Simple is better than complex.
Complex is better than complicated.
Flat is better than nested.
Sparse is better than dense.
Readability counts.
Special cases aren't special enough to break the rules.
Although practicality beats purity.
Errors should never pass silently.
Unless explicitly silenced.
In the face of ambiguity, refuse the temptation to guess.
There should be one-- and preferably only one --obvious way to do it.
Although that way may not be obvious at first unless you're Dutch.
Now is better than never.
Although never is often better than *right* now.
If the implementation is hard to explain, it's a bad idea.
If the implementation is easy to explain, it may be a good idea.
Namespaces are one honking great idea -- let's do more of those!

NOTE: Mysteriously, only 19 of the guidelines are written down. Guido van Rosum reportedly said that the missing 20th aphorism is “some bizarre Tim Peters in-joke.”

In the end, these guidelines are opinions that can be argued for or against. Like all good sets of moral codes, they sometimes contradict themselves to provide the most flexibility. Here’s my own interpretation of these aphorisms:

Beautiful is better than ugly.

Programmers often write code quickly without concern for readability. While code doesn’t have to be readable, the code of the Python language itself must be thought out, consistent, and a joy to use. Of course, not every script needs to be beautiful, and beauty is subjective, but much of Python’s popularity is a result of being so easy to work with.

Explicit is better than implicit.

“This aphorism is self-explanatory,” that would be a terrible explanation for any aphorism. Similarly, it’s better for code to be verbose and explicit. You should avoid hiding code’s functionality behind obscure language features that require familiarity to fully understand.

Simple is better than complex. Complex is better than complicated.

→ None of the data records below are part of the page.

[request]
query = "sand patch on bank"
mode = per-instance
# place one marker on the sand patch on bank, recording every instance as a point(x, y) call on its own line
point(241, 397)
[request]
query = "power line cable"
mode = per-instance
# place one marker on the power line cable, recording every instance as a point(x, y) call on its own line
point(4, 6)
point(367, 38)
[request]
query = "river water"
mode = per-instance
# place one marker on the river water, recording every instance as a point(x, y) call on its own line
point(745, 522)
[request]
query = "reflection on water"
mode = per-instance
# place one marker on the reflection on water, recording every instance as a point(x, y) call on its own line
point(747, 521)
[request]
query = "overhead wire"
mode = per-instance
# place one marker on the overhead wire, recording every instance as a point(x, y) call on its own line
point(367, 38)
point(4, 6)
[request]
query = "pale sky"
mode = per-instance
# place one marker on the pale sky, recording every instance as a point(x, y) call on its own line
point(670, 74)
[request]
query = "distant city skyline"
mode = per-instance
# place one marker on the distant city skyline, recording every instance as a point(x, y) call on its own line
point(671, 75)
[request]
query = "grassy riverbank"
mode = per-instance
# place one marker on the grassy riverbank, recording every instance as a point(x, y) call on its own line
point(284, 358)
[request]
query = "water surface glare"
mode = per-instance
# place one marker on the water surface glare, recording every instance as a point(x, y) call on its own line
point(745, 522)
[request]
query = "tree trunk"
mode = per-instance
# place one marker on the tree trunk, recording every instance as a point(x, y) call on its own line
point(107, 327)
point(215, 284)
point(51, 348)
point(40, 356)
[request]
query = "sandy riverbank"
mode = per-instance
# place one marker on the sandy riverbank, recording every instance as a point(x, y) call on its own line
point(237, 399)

These two aphorisms remind us that building anything can be done using simple or complex techniques. With a simple problem, such as building a birdhouse, a simple solution is better. Building a diesel train engine, on the other hand, is a complex problem that requires complex techniques. Even if you could technically make a diesel train engine using birdhouse techniques, you probably would end up with a complicated, Rube Goldberg arrangement of birdhouse parts that wouldn’t be an ideal solution. Prefer simplicity to complexity, but know the limits of simplicity.

Flat is better than nested.

Programmers love to organize things into categories, especially categories that contain subcategories which contain other sub-subcategories. These hierarchies often don’t add organization so much as they add bureaucracy. It’s okay to have code in just one top-layer module or class instead of split up across multiple submodules or subclasses. If you make packages and modules that require code like import spam.eggs.bacon.ham.foo.bar, then you’re making your code too complicated.

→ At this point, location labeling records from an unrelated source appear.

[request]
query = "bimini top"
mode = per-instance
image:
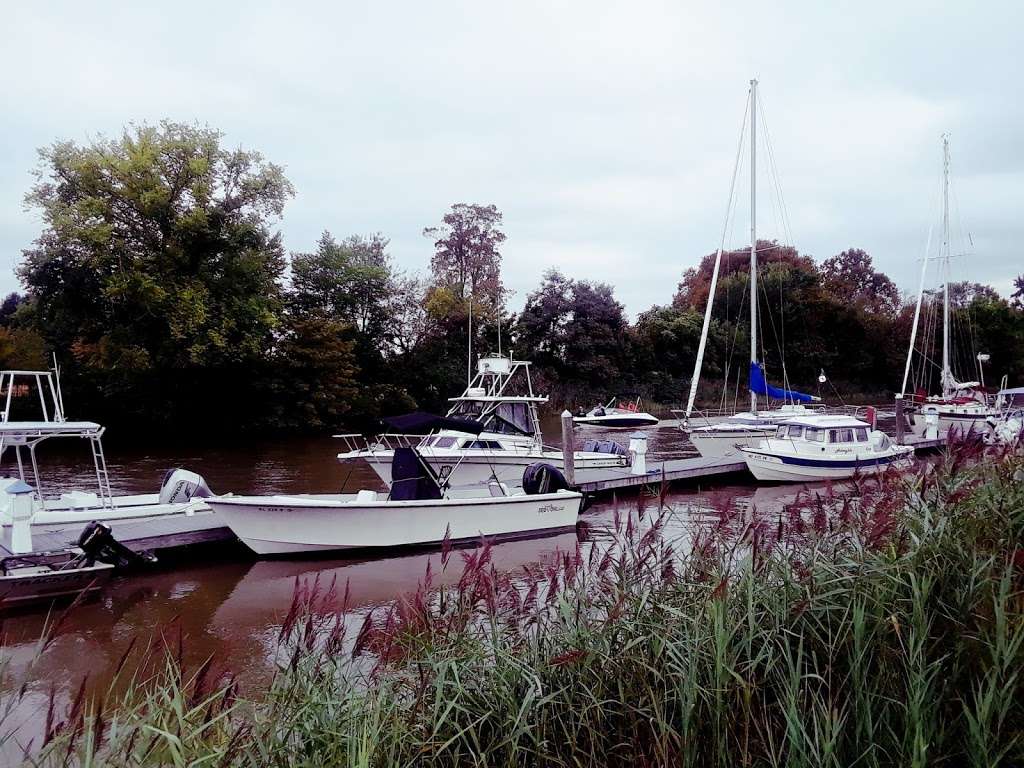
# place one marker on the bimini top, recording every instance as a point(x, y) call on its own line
point(825, 422)
point(419, 422)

Sparse is better than dense.

Programmers often like to cram as much functionality into as little code as possible, such as one-liners like the following: print('\n'.join("%i bytes = %i bits which has %i possible values." % (j, j*8, 256**j-1) for j in (1 << i for i in range(8)))). While code like this may impress their friends, it’ll infuriate their coworkers who have to try to understand it. Code that is spread out over multiple lines is often easier to read than dense one-liners.

Readability counts.

While strcmp() may obviously mean the “string compare” function to someone who has been programming in C since the 1970s, modern computers have enough memory to write out the full function name. Don’t drop vowels from your names or write overly terse code. Code is read more often than it’s written, so explicit, readable code is more important than terse, undocumented code.

Special cases aren’t special enough to break the rules. Although practicality beats purity.

These two aphorisms, which come as a set, contradict each other. Programming is full of “best practices” that programmers should strive for in their code. Skirting these practices for a quick hack may be tempting, but can lead to a rat’s nest of inconsistent, unreadable code. However, bending over backwards to adhere to rules can result in highly-abstract, unreadable code. The Java programming language’s attempt to fit all code to its object-oriented paradigm often results in lots of boilerplate code for even the smallest program. Walking the line between these two aphorisms becomes easier with experience. And in time, you’ll not only learn the rules, but also learn when to break them.

Errors should never pass silently. Unless explicitly silenced.

Just because programmers often ignore error messages doesn’t mean the program should stop emitting them. Silent errors can happen when functions return error codes or None instead of raising exceptions. These two aphorisms tell us that it’s better for a program to fail fast and crash than to silence the error and continue running the program. The bugs that inevitably happen later on will be harder to debug since they are far removed from the original cause. Though you can always choose to explicitly ignore the errors your programs cause, just be sure you are making the conscious choice to do so.

In the face of ambiguity, refuse the temptation to guess.

Computers have made humans superstitious: To exorcise the demons in our computers we perform the sacred ritual of turning them off and then on. Supposedly this will fix any mysterious problem. However, computers are not magic. If your code isn’t working, there is a reason and only careful, critical thinking will solve it. Refuse the temptation to blindly try solutions until something seems to work; often you have merely masked the problem rather than solved it.

There should be one—and preferably only one—obvious way to do it.

This is a broadside against the Perl programming language’s motto, “There’s more than one way to do it!” It turns out that having three or four different ways to write code that does the same thing is a double-edged sword: you have flexibility in how you write code, but now you have to learn every possible way it could have been written in order to read it. This flexibility isn’t worth the 3x or 4x effort needed to learn a programming language.

Although that way may not be obvious at first unless you’re Dutch.

This line is a joke. Guido van Rossum, the creator and BDFL (Benevolent Dictator for Life) of Python, is Dutch. However, not even this aphorism prevented Python from incorporating three different ways of formatting strings.

Now is better than never. Although never is often better than right now.

These two aphorisms tell us that code that hangs or gets caught in infinite loops is obviously worse than code that doesn’t. However, it’s almost certainly better to wait for your program to finish than to have it finish too early with incorrect results.

If the implementation is hard to explain, it’s a bad idea. If the implementation is easy to explain, it may be a good idea.

Python strives to make the programmer’s job easier rather than accommodate the computer so a program runs faster. And programs need to be understandable not just by the programmer who wrote it, but also by other programmers who maintain the code. These two aphorisms remind us that if “high-performance” code is so complicated as to be impossible for programmers to understand and debug, then it’s bad code. But alas, just because it’s easy to explain a program’s code to someone else doesn’t mean it isn’t bad code. Programming is hard.

Namespaces are one honking great idea—let’s do more of those!

Namespaces (and also global and local scopes) are key for preventing names in one module or scope from conflicting with names in another. But also remember that flat is better than nested: As great as they are, namespaces should be made only to prevent naming conflicts, and not to add needless categorization.

Like all opinions about programming, the ones I’ve written here can be argued against or may simply be irrelevant to your situation. Arguing over how code should be written is rarely as productive as you think it is. (Unless you’re writing an entire book full of programming opinions.)